In the end Sweat is another draft day steal. Redskins’ defensive lineman Jonathan Allen experienced a similar draft day slide for reported arthritic shoulder concerns. He fell to 17th overall in the 2017 draft after initially receiving a top 10 draft projection by many scouts. Unlike fellow teammate Ryan Kerrigan, Sweat saw time as a standup pass rusher as well as a defensive end in MSU’s defensive formations.
The rookie edge rusher is well versed at rushing the quarterback as a 1, 3 or 5 technique outside linebacker and routinely was utilized in stunts at MSU. Sweat utilizes his 6’6” 260 lb frame in conjunction with 4.41 speed to beat tackles on the outside, but also shows the ability to bull rush interior lineman.
What To Expect
Although some Skins fans were disappointed to see Edge Rusher Preston Smith leave via free agency, fans should be comforted with the thought that his replacement has a much higher ceiling and ability to impact games. Early on, outside linebacker Ryan Anderson could see snaps on obvious rushing downs, with Sweat adding a fresh pass rusher on 3rd downs. In saying that, coaches have raved about Sweat’s ability as a pass rusher, but he’s also showing the willingness to refine his technique as a run stopper.
Sweat is by no means a finished product, but hand usage, counter moves and the ability to disengage from would-be blockers seems to be the rookie pass rusher’s primary focus. Sweat’s ability to make plays all over the field while utilizing a non-stop motor separate him from the other rookie pass rushers.
The Redskins have shown patience and diligence while building their defense and have wisely invested in the defensive line and pass rush. Sweat alone won’t change the fortunes for this defense, but teaming the Mississippi State pass rusher up with Ryan Kerrigan along with a disciplined, albeit young Jonathan Allen, Daron Payne, Matt Ioannidis, Tim Settle and Caleb Brantley could pay off in the short as well as long term.

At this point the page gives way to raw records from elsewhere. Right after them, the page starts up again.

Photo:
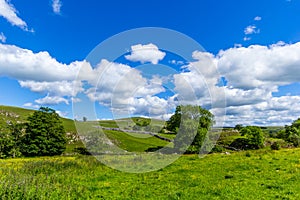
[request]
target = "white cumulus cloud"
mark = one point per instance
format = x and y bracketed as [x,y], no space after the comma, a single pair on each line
[145,53]
[56,6]
[257,18]
[2,37]
[8,11]
[251,30]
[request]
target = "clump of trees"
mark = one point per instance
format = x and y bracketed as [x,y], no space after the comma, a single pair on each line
[42,135]
[190,124]
[252,138]
[291,134]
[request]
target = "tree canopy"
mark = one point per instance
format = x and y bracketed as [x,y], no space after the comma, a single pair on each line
[44,134]
[191,124]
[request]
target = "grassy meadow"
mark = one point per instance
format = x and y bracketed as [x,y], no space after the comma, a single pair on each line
[256,174]
[262,174]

The Redskins’ offense will need time to develop a new franchise quarterback. In the meantime, Sweat and the defensive front are primed to carry the load with health being the only issue that could stunt their overall progression. Washington will have an opportunity to show how far their pass rush has come when they face quarterbacks Brady, Wentz and Prescott during the first five weeks of the season. Redskins fans should be excited for what's to come, with the defense taking center stage. The Mississippi State edge rusher could be the missing piece for Washington, and Unleashing the bulldog could return this team to dominance.